Para Siqueira, na realidade urbana das cidades brasileiras os aspectos determinantes são as atividades de trabalho e a moradia, porque expressam “formas de desigualdades e de fragmentação socioespacial”. Davidovich apud Siqueira (Ibidem) descreve dois tipos de cidades – a cidade legal com população integrada ao seu contexto socioeconômico, seja a elite tradicional ou grupos ascendentes e a cidade ilegal onde a desordem urbanística prevalece através de favelas e loteamentos periféricos.

Ao analisar os principais centros urbanos brasileiros, Siqueira (2003, p.173) destaca Belo Horizonte e Brasília como exemplos de cidades planejadas. Belo Horizonte com seu “vigor simbólico no seu núcleo central”, mas que abriga também favelas e as contradições. Brasília, capital do país, é considerada o maior exemplo na América Latina de cidade moderna e planejada, que mantém “forte estrutura de segregação socioespacial, com espaços planejados e estruturados para abrigar a classe pobre nas conhecidas cidades satélites”.

Por outro lado, na avaliação de Siqueira (2003, p.173) o crescimento urbano acelerado e desordenado, a partir do início dos anos 60, da periferia da Grande Vitória é resultante da diferenciação espacial e social e da inexistência de uma política habitacional eficiente dirigida ao atendimento da população de baixa renda. Vitória possui “favelas espalhadas na região do centro, ocupando morros e ganhando lugar de destaque na paisagem urbana”. As habitações carentes normalmente barracos de madeira são a expressão da miséria urbana.

Para Siqueira, a deteriorização das condições de vida nas regiões urbanas tem como conseqüência o aumento da pobreza, da violência e dos conflitos sociais. Segundo ela, as periferias estão cada vez mais inchadas, precárias, violentas e

pobres. Ela ressalta a incapacidade do poder público acompanhar o crescimento urbano acelerado:

A tendência maior é a multiplicação dos problemas socioespaciais, uma vez que o crescimento urbano no Brasil não aparece como forma de distribuir as pessoas e os benefícios em um quadro mais igualitário, com perspectiva de alargamento dos direitos de cidadania. Muito pelo contrário, estabelece e articula a fragmentação da própria vida. (Ibidem).
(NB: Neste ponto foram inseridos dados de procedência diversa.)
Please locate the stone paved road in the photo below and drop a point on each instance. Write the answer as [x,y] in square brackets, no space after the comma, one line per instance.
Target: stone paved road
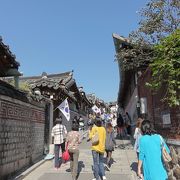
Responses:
[123,167]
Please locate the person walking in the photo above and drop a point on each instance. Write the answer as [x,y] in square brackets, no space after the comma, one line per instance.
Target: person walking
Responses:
[98,149]
[137,135]
[59,133]
[110,143]
[73,141]
[120,126]
[150,154]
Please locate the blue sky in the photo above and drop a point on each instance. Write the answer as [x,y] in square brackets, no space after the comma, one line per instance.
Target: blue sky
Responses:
[63,35]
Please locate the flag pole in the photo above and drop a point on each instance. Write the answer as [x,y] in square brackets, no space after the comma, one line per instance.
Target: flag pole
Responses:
[61,102]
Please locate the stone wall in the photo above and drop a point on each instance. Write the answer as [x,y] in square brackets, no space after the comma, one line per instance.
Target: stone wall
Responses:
[21,134]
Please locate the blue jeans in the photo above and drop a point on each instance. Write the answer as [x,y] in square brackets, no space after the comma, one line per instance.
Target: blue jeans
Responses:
[98,166]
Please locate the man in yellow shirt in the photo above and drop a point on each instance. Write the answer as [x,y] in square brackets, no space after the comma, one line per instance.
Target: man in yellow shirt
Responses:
[98,149]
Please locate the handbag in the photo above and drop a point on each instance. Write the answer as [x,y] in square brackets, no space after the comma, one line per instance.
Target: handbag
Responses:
[65,154]
[165,155]
[95,139]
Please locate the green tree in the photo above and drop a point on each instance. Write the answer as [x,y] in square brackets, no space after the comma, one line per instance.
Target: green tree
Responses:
[166,68]
[159,18]
[152,43]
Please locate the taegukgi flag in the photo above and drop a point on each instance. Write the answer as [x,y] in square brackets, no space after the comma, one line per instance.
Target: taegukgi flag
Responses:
[64,108]
[96,109]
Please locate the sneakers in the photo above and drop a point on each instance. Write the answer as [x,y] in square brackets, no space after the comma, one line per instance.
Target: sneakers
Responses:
[104,178]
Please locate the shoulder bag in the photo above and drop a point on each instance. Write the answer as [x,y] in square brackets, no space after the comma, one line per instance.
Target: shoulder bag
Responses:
[165,155]
[95,138]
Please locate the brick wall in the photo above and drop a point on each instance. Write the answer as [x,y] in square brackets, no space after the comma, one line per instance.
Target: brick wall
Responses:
[21,134]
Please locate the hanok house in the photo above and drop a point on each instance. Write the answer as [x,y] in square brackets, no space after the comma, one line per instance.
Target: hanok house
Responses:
[138,100]
[22,121]
[58,87]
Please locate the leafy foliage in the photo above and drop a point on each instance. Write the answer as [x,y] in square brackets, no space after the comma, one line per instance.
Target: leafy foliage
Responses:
[166,68]
[156,42]
[159,19]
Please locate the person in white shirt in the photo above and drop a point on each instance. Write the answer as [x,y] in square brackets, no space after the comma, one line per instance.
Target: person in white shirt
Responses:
[59,133]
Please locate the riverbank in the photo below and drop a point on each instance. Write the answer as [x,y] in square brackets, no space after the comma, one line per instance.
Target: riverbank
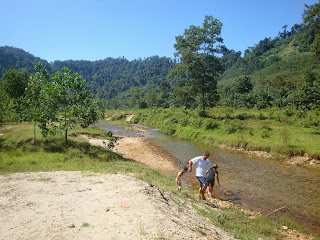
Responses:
[287,135]
[101,170]
[87,205]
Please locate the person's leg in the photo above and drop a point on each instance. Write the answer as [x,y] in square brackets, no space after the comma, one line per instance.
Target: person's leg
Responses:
[199,194]
[203,187]
[210,190]
[203,190]
[179,186]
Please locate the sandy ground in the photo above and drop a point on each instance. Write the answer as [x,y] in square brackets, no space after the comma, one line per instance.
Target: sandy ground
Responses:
[84,205]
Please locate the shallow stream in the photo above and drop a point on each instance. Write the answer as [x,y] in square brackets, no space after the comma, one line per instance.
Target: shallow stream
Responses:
[258,184]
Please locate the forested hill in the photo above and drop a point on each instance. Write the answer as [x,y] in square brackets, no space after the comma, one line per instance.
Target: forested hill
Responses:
[109,79]
[19,59]
[280,71]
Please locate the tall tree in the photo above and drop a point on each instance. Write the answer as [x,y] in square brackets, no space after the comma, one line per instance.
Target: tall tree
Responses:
[73,100]
[33,97]
[311,18]
[196,51]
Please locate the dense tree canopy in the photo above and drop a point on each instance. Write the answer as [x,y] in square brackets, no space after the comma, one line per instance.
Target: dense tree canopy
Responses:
[196,50]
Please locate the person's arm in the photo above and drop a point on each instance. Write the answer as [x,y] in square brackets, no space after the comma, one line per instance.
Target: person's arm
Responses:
[190,166]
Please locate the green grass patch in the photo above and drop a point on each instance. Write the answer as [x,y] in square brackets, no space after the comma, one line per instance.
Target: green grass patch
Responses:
[281,132]
[19,154]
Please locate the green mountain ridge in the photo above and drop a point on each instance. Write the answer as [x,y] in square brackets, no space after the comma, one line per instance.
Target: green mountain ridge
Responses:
[276,68]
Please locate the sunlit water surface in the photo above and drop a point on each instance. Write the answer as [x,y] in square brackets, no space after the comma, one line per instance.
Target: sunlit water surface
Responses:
[257,184]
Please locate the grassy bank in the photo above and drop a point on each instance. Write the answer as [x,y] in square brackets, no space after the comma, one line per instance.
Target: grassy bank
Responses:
[18,153]
[282,133]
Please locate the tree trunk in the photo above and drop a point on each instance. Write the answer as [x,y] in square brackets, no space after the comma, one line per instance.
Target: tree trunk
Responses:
[34,132]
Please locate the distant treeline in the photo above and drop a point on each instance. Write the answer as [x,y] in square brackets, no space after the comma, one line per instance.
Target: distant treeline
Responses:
[281,71]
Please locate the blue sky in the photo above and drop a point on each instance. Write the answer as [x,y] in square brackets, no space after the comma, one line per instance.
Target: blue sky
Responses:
[97,29]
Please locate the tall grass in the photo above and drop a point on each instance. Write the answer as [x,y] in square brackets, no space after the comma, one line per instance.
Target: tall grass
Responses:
[283,133]
[19,154]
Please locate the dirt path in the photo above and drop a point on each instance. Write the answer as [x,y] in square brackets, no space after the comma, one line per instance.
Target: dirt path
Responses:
[84,205]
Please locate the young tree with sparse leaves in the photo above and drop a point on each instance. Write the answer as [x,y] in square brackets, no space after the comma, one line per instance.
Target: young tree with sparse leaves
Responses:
[73,102]
[196,51]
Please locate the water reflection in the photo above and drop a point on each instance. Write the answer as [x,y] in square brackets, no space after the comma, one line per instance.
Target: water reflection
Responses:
[258,184]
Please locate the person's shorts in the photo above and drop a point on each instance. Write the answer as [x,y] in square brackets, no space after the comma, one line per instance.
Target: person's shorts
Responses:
[211,183]
[203,181]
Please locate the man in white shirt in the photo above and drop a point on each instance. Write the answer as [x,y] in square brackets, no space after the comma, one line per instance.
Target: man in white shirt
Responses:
[201,162]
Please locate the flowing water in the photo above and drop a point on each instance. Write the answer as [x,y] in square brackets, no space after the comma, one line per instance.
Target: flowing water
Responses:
[258,184]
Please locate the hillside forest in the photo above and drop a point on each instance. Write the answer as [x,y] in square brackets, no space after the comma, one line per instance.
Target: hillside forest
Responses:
[281,73]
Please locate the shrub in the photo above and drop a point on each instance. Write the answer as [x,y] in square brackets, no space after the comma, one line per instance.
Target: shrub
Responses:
[209,123]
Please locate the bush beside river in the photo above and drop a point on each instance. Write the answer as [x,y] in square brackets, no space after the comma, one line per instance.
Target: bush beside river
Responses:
[283,134]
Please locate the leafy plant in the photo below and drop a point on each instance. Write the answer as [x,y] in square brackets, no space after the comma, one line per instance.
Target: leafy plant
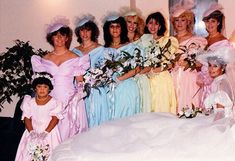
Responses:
[16,71]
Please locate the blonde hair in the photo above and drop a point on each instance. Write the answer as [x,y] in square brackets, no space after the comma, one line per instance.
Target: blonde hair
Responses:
[140,25]
[189,15]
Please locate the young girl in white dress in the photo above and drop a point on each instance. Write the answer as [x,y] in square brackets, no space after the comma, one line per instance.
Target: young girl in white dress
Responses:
[41,115]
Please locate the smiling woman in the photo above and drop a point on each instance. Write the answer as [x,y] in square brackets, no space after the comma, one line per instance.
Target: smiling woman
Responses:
[64,65]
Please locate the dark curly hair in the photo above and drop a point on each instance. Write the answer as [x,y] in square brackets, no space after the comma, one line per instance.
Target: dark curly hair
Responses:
[42,80]
[158,17]
[107,36]
[219,16]
[91,26]
[65,31]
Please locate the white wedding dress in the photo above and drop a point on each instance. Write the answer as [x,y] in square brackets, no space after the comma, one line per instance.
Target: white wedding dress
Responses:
[153,137]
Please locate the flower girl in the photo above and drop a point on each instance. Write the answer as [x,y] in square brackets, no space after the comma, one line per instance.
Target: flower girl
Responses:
[41,115]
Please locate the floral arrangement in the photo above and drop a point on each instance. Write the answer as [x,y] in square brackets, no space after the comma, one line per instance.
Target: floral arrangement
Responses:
[38,151]
[128,62]
[190,51]
[102,74]
[161,54]
[98,77]
[16,71]
[188,112]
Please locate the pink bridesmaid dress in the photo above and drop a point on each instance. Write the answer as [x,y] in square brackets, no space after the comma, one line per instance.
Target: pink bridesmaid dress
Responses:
[187,91]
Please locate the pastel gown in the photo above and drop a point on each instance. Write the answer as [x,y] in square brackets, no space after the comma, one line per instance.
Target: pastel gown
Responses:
[124,97]
[142,79]
[97,103]
[230,68]
[187,91]
[41,117]
[163,98]
[65,90]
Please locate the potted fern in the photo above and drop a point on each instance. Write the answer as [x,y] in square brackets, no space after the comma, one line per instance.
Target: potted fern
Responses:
[16,71]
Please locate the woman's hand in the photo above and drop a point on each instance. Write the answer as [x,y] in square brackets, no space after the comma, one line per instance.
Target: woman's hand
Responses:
[156,70]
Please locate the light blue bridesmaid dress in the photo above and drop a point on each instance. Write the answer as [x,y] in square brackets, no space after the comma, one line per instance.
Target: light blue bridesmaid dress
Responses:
[124,98]
[96,104]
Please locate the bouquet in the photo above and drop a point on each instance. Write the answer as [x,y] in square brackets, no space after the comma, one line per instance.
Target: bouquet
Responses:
[190,51]
[161,53]
[38,151]
[128,62]
[188,112]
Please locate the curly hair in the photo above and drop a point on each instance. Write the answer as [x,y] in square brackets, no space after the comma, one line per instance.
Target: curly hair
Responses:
[189,15]
[107,36]
[90,26]
[158,17]
[43,80]
[219,16]
[65,31]
[140,25]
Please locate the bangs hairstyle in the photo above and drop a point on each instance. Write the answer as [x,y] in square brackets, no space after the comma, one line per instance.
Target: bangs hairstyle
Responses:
[42,80]
[107,36]
[65,31]
[189,15]
[158,17]
[219,16]
[140,24]
[90,26]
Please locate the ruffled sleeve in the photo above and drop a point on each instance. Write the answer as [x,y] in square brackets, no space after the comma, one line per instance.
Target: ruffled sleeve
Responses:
[37,64]
[82,65]
[26,107]
[57,109]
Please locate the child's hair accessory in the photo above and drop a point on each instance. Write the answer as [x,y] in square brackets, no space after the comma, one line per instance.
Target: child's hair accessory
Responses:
[80,21]
[56,24]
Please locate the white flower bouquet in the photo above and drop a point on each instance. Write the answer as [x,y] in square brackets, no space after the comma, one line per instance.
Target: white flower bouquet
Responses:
[189,52]
[128,61]
[161,54]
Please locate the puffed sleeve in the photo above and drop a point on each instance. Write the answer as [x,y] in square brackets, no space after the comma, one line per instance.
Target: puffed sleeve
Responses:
[81,66]
[26,107]
[37,64]
[57,109]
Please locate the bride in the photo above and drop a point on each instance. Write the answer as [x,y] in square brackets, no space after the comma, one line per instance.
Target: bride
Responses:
[163,136]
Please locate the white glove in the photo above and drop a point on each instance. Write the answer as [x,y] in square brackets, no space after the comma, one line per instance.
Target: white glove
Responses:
[33,135]
[43,135]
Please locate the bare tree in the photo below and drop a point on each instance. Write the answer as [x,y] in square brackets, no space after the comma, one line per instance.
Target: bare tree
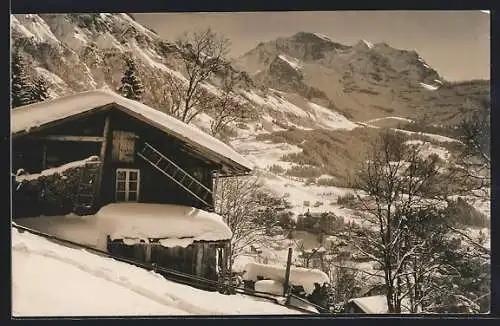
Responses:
[203,54]
[398,182]
[240,203]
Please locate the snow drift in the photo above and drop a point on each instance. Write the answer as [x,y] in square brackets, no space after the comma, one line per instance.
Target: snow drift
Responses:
[34,115]
[180,224]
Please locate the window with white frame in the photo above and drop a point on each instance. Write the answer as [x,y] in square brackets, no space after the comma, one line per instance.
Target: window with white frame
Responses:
[127,184]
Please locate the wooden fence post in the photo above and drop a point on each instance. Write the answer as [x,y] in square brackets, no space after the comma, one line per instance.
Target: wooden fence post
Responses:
[287,273]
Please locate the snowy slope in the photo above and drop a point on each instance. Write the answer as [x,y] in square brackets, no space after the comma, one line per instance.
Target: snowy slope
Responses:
[53,280]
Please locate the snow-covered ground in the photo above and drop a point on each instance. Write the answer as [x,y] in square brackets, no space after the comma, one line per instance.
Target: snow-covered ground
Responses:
[427,149]
[429,87]
[330,119]
[173,225]
[293,62]
[49,279]
[298,275]
[436,137]
[303,198]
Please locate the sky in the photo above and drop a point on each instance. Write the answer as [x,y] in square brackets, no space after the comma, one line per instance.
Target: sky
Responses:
[455,43]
A política social brasileira perpassa pela questão de moradia popular criada especialmente para abrigar a classe operária. As vilas operárias surgiram como uma forma de realizar ações de higienização seguindo a tendência dos médicos sanitaristas da virada do século XIX e início do século XX, retirando as populações pobres, imigrantes e operários, que eram colocados em situação similar socialmente, dos centros urbanos e transferindo-os para a periferia, realizando uma verdadeira “operação de limpeza” das áreas nobres. Ao longo dos anos os governos entenderam que a questão social se resolveria a partir da solução do problema de moradia, tornando essa questão o eixo principal das políticas públicas brasileiras.

Ao se referir a contradição dos séculos XIX e XX, Boaventura (1997, p.77) defende que o fracasso do projeto de modernidade se dá na medida em que atende algumas promessas em excesso enquanto é incapaz de cumprir outras, o que gera a sensação de vazio e crise atual, ou seja, uma situação de transição: “como todas as transições são simultaneamente semicegas e semi-invisíveis, não lhe é possível nomear a atual situação. Por esta razão tem lhe sido dado o nome inadequado de pós-modernidade”.

Ele define o projeto de modernidade como ambicioso e revolucionário “pela complexidade interna, riqueza e diversidade de idéias novas. [...] As possibilidades são infinitas, mas por o serem, contemplam tanto o excesso das promessas como o déficit do seu cumprimento”. (Ibidem, p. 77-78).

Boaventura (1997, p. 255) acredita que nos últimos vinte anos houve revalidação social e política do ideário liberal com revalorização da subjetividade em detrimento da cidadania.

A aspiração de autonomia, criatividade e reflexibilidade é transmutada em privatismo, dissocialização e narcisismo, os quais acoplados à vertigem produtiva servem para integrar, como nunca, os indivíduos na compulsão consumista. Tal integração, longe de significar uma cedência materialista, é vivida como expressão de um novo idealismo, um idealismo objectístico. A natureza do consumo metamorfoseia-se.